Ayer escuchaba al sacerdote en su homilía dominical reprocharnos que con frecuencia usamos la Religión como si fuese un abrigo: nos lo ponemos cuando hace frío; pero el resto del tiempo lo tenemos olvidado en el perchero.
La verdad es que el ejemplo me gustó mucho:
Cuando hace frío (antes de un exámen, ante la enfermedad o el dolor, cuando las cosas no nos van bien), nos acordamos de Dios y nos ponemos el "abrigo de la Religión" para protegernos. Pero cuando hace buen tiempo (todo nos va bien, tenemos salud y dinero, ...), entonces nos quitamos el "abrigo de la Religión" porque más que protegernos nos estorba: no queremos que los demás nos vean llevándolo, porque nos tacharían de "raros". Además, cuando "hace buen tiempo", nos pensamos que ésto es debido a nuestras buenas cualidades y nuestro propio esfuerzo... y nos olvidamos de Dios, hasta que con el frío volvemos a recordar que le necesitamos.
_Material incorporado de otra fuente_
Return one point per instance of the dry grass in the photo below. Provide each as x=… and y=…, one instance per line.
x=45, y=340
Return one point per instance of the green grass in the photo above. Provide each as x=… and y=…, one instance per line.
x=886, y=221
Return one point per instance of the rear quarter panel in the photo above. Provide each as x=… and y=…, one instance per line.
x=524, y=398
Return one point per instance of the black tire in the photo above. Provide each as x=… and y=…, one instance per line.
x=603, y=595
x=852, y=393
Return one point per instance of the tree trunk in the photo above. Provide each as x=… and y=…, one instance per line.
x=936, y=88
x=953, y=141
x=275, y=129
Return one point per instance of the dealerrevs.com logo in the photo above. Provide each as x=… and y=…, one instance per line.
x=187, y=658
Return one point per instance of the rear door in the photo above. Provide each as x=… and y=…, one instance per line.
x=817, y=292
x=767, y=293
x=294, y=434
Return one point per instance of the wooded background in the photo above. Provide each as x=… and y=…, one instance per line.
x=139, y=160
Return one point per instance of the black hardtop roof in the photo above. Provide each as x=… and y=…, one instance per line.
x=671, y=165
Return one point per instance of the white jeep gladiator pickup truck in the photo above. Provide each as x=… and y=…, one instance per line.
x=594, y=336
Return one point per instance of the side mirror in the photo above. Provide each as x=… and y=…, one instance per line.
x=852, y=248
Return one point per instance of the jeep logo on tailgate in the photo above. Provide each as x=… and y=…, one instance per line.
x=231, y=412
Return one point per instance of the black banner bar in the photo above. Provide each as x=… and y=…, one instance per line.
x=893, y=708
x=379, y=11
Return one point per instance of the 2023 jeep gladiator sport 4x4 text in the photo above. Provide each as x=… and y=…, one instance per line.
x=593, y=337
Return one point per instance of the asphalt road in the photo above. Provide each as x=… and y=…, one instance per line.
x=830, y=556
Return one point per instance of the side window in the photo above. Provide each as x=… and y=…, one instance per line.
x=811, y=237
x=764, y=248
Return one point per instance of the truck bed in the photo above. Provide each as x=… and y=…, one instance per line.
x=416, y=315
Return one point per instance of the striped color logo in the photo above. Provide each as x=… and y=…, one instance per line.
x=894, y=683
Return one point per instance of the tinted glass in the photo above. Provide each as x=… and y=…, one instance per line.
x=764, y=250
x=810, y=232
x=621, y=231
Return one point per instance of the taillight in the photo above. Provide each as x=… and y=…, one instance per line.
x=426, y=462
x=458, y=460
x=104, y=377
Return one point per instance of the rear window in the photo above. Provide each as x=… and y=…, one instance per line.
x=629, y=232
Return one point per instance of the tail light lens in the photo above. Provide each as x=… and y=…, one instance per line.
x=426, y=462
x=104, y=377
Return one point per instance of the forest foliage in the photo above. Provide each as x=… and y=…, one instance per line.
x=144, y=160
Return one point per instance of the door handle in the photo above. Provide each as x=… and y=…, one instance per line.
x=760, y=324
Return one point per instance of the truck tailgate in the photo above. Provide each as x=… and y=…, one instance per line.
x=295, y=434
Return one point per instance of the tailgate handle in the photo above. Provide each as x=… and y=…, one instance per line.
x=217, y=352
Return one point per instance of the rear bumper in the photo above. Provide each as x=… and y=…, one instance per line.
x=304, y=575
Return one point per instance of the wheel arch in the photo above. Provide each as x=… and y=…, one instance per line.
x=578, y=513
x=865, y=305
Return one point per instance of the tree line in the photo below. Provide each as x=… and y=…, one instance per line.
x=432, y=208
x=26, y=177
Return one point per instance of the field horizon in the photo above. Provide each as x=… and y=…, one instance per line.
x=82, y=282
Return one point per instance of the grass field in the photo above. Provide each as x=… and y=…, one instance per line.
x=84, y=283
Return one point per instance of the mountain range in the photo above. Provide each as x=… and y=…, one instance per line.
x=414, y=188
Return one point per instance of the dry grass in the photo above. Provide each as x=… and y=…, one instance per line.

¡El ejemplo es acertado y real!
Muy al contrario, la Religión debería ser para nosotros como la piel, que siempre la llevamos con nosotros y nos protege tanto del frío como del calor, de la lluvia o de la sequía. Y no sólo nos protege, sino que configura nuestro propio ser: nadie se avergonzaría de su piel o se la dejaría olvidada en el perchero. Además, somos conscientes de que por muchos que sean nuestros méritos o nuestro esfuerzo, nada haríamos sin nuestra piel.
Y seríamos más conscientes de que nuestra piel nos acompaña en todos nuestros actos: es la misma cuando rezamos en éxtasis ante el Sagrario, cuando trabajamos o cuando disfrutamos del orgasmo más gozoso... y que todos son profundos actos de Religión, queridos por Dios, cuando se producen en su debida forma y momento.
Si la Religión fuese nuestra piel en vez de nuestro abrigo, no habría tantas contradiciones entre ley y moral, espíritu y materia o en "dar a Dios lo que es de Dios y al César lo que es del César".
¿Por qué nos quitamos la piel para salir a la calle?